In the updated version of Red Dawn, it is the North Koreans invading instead of a Soviet-led contingent, and once again, the story revolves around a group of kids engaging in guerilla warfare to defend their country (or at least Spokane, Washington).
The group is led by Jed Eckert (Chris Hemsworth), a Gulf War Marine who is home on leave when the North Koreans invade. He gathers together a bunch of teens including his brother Matt (Josh Peck), a big headed, football quarterback who is at the lustful mercy of his cheerleader girlfriend Erica (Isabel Lucas), their childhood friend Toni (Adrianne Palicki), the mayor’s son Daryl (Connor Cruise), and his buddy Robert (Josh Hutcherson). The rest of the group are a hodgepodge of remaining characters from the original story.
The North Korean forces are led by Captain Lo (Will Yun Lee), and, while serving as eye candy, he seems to be constantly blindsided by the Wolverines and berated by his superiors. Ultimately he proves to be a strong adversary for the group.
Despite Hemsworth’s charisma, he’s not able to rescue the rest of the cast, which is weighed down by blandness and wooden acting. Peck seems to mope his way through the film, while Hutcherson takes on the C. Thomas Howell role (or at least a neutered version of it). There’s a sense that his character is maybe not cut out for this and he’ll need to grow up, but his subplot barely registers.
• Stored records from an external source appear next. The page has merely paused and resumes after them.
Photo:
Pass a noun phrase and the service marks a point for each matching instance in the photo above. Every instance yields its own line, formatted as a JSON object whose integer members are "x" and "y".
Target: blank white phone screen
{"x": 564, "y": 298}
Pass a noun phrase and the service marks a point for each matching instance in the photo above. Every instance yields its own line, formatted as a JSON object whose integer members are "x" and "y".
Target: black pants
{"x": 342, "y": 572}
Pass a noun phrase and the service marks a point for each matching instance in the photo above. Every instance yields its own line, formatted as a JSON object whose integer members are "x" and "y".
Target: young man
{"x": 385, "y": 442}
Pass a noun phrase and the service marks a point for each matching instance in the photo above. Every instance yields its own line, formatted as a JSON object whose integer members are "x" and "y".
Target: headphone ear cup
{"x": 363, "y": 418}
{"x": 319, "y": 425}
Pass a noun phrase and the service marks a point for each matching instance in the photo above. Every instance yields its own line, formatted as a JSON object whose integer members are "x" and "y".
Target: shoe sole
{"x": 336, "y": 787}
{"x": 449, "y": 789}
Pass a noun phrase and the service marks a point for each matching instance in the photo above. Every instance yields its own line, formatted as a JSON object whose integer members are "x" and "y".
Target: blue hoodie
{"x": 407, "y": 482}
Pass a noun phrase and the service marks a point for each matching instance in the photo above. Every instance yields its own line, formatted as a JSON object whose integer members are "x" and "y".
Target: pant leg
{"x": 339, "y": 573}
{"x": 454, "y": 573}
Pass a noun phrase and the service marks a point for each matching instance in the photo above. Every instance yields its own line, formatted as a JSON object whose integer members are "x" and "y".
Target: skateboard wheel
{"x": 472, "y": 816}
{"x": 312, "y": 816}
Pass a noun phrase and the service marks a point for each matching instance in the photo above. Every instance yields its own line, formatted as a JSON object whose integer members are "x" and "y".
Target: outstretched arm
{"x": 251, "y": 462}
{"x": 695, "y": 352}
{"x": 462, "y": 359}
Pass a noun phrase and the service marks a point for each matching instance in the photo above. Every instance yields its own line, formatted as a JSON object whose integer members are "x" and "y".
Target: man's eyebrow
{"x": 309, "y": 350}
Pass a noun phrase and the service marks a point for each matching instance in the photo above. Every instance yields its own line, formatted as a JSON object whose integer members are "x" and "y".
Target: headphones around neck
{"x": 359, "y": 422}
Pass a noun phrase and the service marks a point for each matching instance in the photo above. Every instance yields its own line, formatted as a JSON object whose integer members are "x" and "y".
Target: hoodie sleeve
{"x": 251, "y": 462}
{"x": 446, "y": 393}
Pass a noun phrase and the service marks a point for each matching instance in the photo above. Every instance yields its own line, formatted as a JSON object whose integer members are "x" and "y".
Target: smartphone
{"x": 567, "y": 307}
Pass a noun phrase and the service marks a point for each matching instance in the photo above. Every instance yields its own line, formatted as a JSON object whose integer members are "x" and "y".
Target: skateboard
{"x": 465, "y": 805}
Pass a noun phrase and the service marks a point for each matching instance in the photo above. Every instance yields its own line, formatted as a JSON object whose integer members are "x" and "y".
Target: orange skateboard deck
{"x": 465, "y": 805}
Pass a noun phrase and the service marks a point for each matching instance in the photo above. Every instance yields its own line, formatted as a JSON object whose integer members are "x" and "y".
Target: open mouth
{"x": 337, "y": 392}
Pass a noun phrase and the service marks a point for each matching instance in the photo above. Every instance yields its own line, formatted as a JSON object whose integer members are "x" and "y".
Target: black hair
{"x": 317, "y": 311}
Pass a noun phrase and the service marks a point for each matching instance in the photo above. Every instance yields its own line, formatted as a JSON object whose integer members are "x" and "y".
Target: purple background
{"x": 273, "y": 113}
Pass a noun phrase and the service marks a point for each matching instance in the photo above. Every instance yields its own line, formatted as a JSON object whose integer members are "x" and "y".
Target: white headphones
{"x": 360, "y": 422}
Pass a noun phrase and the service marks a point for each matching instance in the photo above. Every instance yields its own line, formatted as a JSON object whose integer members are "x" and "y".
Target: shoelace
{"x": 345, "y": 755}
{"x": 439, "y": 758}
The original character development of this kid is lost completely, although he seems to step up to the plate when needed.
Hemsworth and Palicki have the obligatory budding romance that’s given all of two scenes to present itself, while the rest of the characters just provide background noise and add to the obligatory body count.
Overall, Dan Bradley’s Red Dawn update takes its own path to tell the story. It reboots some themes, adds some ethnicity to the cast (which was quickly wiped out), accelerates the timeline (which to a certain point was a blessing), changes character arcs, and ultimately ends differently. All of this doesn’t make the remake a bad film, but it does make it a 2-year-delayed quick money-maker for the studio.